Straightforward, warm, present, of substance, inspiring, clear, honest, comfortable in her own skin, in relationship with her power (personal and otherwise), bright, committed, reliable, articulate, responsive, passionate… These are some attributes and adjectives that describe this month’s featured Changemaker, Akaya Windwood, CEO & President of Rockwood Leadership Institute.
In 2005, Akaya joined Rockwood as a trainer, with the encouragement of her friend and colleague, Roberto Vargas. Before that she co-founded and worked with the Women’s National Leadership Project for 3 years, in addition to running a successful, multicultural consulting practice.
At 7, Akaya was one of two African-American children bussed into an all-white elementary school in San Bernadino. This was the school district’s gesture to integrate schools. For 3 months no one spoke with Akaya, and at the tender age of 7 she learned what it meant to feel deeply isolated, alone, and made “other.” This experience seeded Akaya’s lifelong commitment to social justice, connecting with others, especially across differences, and supporting leaders in making a difference in the world.
According to Akaya, Rockwood Leadership Institute is “committed to supporting the leadership of those who are doing the very heavy lifting of transforming our world, our institutions, our families.” She goes on to say, “That is our guiding principle; that is what we are committed to doing because we believe that every leader deserves support, feedback, [and] encouragement. We are committed to the idea that no leader should ever, ever lead in isolation again.”
It is clear from talking with Akaya that she highly values her staff and the work that they do together. This is reflected in the organizational culture that they co-create. There is a prevailing understanding that they all hold themselves accountable to what they teach in their leadership trainings. ‘Walking their talk’ is the organizational cultural norm.
When asked about her thoughts on this month’s theme of “renewal,” Akaya shared that it is something that she and her staff talk about all the time. She recognizes that self-care is a vital part of being a resilient and steady leader. A framework that they use at Rockwood is one of cultivating “beloved community,” similar to what Martin Luther King Jr. has spoken about. It is the idea that we are all interrelated, connected, that there is a vested interest in ensuring that all people live their fullest, most whole lives.

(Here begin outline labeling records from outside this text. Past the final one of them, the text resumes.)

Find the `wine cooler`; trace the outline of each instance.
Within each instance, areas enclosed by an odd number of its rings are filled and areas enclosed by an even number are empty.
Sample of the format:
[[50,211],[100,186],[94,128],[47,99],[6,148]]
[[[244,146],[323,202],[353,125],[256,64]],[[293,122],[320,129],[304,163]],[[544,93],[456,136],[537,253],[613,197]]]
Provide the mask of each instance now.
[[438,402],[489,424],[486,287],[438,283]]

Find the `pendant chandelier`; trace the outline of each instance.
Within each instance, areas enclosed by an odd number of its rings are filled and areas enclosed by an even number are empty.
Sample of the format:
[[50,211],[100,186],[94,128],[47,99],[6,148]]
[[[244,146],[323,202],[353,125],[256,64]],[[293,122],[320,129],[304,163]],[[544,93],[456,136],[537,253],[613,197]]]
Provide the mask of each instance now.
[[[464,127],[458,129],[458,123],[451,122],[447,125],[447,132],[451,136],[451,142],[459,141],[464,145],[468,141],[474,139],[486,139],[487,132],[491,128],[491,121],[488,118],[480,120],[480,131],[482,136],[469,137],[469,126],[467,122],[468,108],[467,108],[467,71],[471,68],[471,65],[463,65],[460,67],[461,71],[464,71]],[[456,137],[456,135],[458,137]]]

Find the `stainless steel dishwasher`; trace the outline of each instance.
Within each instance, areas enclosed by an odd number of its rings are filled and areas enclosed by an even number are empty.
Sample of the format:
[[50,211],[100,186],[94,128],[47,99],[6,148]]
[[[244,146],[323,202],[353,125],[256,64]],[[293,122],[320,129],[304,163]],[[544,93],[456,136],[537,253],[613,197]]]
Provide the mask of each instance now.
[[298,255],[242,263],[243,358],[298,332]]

At Rockwood, staff are encouraged to put their “family first.” In addition, they have regular monthly staff potlucks and relationship-building retreats quarterly. Akaya says, “I want my staff to come to work rested and ready.” She is interested in providing the best conditions under which her staff can perform at their best.
Akaya demonstrates the best of radical responsibility, accountability and purpose. She is a role model for transformative leadership. She extends the notion of “beloved community,” not only within her own organization but also further outward, towards, and with other organizations dedicated to transformative social change. She has a commitment to good partnerships, and demonstrates this as she says, “The river lifts all boats. I want all boats to be lifted. It does not serve me well to have some other organization fail. I am committed to your success, as much as my own.”